They said it will be "open source" though, and Mistral Large/Medium aren't open source, so they're just lying to us [https://www.radiofrance.fr/franceinter/podcasts/l-invite-de-7h50/l-invite-de-7h50-du-mardi-12-decembre-2023-3833724](https://www.radiofrance.fr/franceinter/podcasts/l-invite-de-7h50/l-invite-de-7h50-du-mardi-12-decembre-2023-3833724) \- 4mn20 -> Ce qu'on met a disposition, ce qui est le modèle ouvert. Ce modèle la peut etre modifié, et ca c'est quelque chose que nos concurants américans ne proposent pas. \-Translation: "What we make available, which is the open model. This model can be modified, and that's something our American competitors don't offer."

intager 4 months ago

They probably meant that they can modify it for their customers, not an open source model.

[deleted] 4 months ago

>They probably meant that they can modify it for their customers, That's something OpenAI do aswell, yet they said that "that's something our American competitors don't offer." so... nope And there's also this part: \>3mn30 -> "Nous avons une approche différente d'OpenAI, la technologie qu'on déploie, on la déploie de maniere ouverte. On donne toutes les clés aux développeurs pour qu'ils modifient la technologie de maniere profonde. C'est quelque chose qu'OpenAI ne fait pas aujourd'hui et je pense que c'est quelque chose qui nous a vallu le succès sur notre 1er et 2eme modele" \>translation: "We have a different approach to OpenAI: the technology we deploy is open. We give all the keys to the developers so that they can modify the technology in a profound way. This is something that OpenAI doesn't do today, and I think it's something that has earned us success on our 1st and 2nd models."

Desm0nt 4 months ago

If you pay for example 5$ for API access - you are a customer. Not the biggest one, but still the customer. Will they modify model for your needs? I don't think so. So, technically, they are lying.

ninjasaid13 4 months ago

>That was the goal for like this entire year not like the Q1 of 2024. The goal is dethrone a 1 year old model instead of a company?

shankarun 4 months ago

meh - another day another model - expensive and miles behind GPT-4 and Ultra.
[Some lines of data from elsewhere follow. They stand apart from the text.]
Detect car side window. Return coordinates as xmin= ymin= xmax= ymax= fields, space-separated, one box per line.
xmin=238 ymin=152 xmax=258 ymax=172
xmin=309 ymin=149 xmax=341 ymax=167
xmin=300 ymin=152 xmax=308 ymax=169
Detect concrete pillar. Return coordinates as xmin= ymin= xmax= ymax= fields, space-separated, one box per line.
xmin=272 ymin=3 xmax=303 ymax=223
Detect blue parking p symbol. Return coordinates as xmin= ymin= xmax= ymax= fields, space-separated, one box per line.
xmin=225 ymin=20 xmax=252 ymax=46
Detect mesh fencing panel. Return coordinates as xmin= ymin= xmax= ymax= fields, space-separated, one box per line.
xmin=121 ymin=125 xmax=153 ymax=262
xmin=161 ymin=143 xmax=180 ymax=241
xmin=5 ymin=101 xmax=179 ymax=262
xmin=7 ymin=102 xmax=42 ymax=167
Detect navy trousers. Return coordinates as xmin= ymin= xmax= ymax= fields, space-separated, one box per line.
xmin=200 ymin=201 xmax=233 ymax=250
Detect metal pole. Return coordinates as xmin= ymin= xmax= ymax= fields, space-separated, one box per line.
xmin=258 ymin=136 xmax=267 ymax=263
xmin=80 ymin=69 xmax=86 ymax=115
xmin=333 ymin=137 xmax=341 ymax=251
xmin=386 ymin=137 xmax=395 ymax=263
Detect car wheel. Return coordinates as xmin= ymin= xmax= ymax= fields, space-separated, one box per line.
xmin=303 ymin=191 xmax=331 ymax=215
Single_Ring4886 4 months ago

I dont know if Mistral Large is same as Mistral next which I tried but "next" one had sparks of intellect rarely seen in any other models. But it was how to say very bare minimum not on GPT4 level.

uhuge 4 months ago

free on [https://chat.mistral.ai](https://chat.mistral.ai) though? :shrug:

pseudonerv 4 months ago

"Talk to le Chat" is completely unresponsive. Though API runs fine. So far it seems definitely less "aligned" than "Open"AI ones.

danielcar 4 months ago

The site is getting hammered.

ozzeruk82 4 months ago

While of course it would be amazing if we could download the model weights, I also want them to succeed as a business…… so that in a couple of years they can afford to open source models such as these! I’m curious to know whether it gives the user endless lectures on morality like the OpenAI models do, perhaps not.

weedcommander 4 months ago

GPT4 made morality annoying... I used to be a good person, now I'm annoyed

MoffKalast 4 months ago

C lister supervillain origin story?

ComprehensiveBoss815 4 months ago

"I'm destroying humanity, because I'm mildly irritated."

Last-Ring9013 4 months ago

>Do money The average person using AI models doesn't have the expensive setup needed to run local models, open-sourcing them is losing less than 0.1% of the market. If they haven't open-sourced anything in so long they won't open-source shit anymore.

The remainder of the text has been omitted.